Y el ángel Israfel, cuyas cuerdas del cora-
zón son un laúd, y que tiene la voz más
dulce de entre todas las criaturas de Dios.
CORÁN
Mora en el cielo un espíritu,
«cuyas cuerdas del corazón son un laúd»;
nadie canta can sumamente bien
como el ángel Israfel,
y las etéreas estrellas (según reza la leyenda)

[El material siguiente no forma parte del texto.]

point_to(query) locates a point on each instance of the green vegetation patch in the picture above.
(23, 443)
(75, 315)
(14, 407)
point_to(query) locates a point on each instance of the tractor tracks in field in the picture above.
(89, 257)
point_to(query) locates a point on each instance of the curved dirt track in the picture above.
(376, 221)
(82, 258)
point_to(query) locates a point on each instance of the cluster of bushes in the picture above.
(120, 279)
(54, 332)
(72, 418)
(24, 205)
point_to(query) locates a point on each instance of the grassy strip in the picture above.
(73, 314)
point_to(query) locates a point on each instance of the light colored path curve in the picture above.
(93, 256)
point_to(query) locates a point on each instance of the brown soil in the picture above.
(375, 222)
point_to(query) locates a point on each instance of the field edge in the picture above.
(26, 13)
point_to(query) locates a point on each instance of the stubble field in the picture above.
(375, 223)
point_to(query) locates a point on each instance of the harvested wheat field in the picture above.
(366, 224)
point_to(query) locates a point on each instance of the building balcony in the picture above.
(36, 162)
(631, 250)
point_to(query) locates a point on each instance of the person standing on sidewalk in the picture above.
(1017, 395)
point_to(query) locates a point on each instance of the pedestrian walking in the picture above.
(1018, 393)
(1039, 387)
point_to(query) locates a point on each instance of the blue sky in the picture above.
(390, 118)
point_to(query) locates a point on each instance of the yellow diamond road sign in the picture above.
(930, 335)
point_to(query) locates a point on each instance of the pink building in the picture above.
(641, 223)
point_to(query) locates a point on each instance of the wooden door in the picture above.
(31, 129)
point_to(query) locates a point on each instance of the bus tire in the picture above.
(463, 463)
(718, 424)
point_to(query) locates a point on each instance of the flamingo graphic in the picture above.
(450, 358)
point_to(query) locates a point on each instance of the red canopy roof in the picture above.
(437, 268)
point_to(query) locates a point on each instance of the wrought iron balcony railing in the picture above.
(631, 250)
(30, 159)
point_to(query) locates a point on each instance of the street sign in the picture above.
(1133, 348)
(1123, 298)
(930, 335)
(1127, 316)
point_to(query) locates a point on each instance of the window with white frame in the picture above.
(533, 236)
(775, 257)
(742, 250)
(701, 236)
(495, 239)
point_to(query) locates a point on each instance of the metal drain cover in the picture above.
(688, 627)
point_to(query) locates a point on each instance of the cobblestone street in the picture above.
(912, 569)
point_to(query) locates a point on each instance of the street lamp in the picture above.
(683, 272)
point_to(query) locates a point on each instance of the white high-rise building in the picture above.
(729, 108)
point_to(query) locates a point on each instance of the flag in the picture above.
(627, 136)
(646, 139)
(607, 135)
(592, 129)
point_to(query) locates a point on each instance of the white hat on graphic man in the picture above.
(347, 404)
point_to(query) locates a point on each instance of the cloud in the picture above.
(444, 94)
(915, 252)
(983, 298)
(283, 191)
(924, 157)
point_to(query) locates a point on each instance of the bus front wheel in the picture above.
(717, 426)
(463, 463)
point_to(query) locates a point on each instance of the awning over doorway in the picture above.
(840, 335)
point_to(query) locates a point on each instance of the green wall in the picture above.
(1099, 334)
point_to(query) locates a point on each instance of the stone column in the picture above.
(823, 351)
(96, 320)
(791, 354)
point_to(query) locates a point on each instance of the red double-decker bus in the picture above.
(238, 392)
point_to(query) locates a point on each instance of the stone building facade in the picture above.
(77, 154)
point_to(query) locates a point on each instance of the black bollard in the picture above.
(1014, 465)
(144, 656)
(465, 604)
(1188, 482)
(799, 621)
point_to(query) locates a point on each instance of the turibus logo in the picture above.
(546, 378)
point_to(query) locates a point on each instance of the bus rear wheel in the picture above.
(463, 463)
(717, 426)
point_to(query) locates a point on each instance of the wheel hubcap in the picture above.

suspenden sus himnos, escuchan el arrobo
de su voz, mudas todas.
Temblorosa, arriba,
en su más elevado cénit,
la luna enamorada
se sonroja con el amor,
mientras, para escuchar, rúbeo el relámpago
(con las rápidas Pléyades, también,
que eran siete)
se detiene en el Cielo.
Y dicen (el coro estrellado
y el resto de quienes escuchan)
que el fuego de Israfel
se debe a aquella lira
con la que se sienta y canta,
al vibrante y vivo hilo
de tales extraordinarias cuerdas.
Mas los celajes que ese ángel hollara
donde los pensamientos profundos son un deber,
donde el Amor es un Dios adulto,
donde la hurí brilla,
se colman de toda la belleza
que del astro veneramos.
No erraste, pues,
Israfel, que despreciaste
una canción desapasionada;
¡sean tuyos los laureles,
el mejor bardo, el más sabio!
¡Vive feliz, larga vida!
Éxtasis, de lo alto,
tus ardientes cadencias se ajustan
–a tu pesar, a tu alegría, a tu odio, a tu amor,
al fervor de tu laúd–,
hacen bien en callar las estrellas!
Sí, tuyo es el Cielo; mas este
es mundo de dulzura y de amargura;
flores son, simplemente, nuestras flores,
y la sombra de tu perfecta bienaventuranza
luz del sol es de la nuestra.
Si yo pudiera morar
donde Israfel
mora, y él donde yo,
quizá no cantara él tan sumamente bien
una mortal melodía,
al tiempo que una nota más arrebatada que esta
quizá desde mi lira volase hasta el cielo.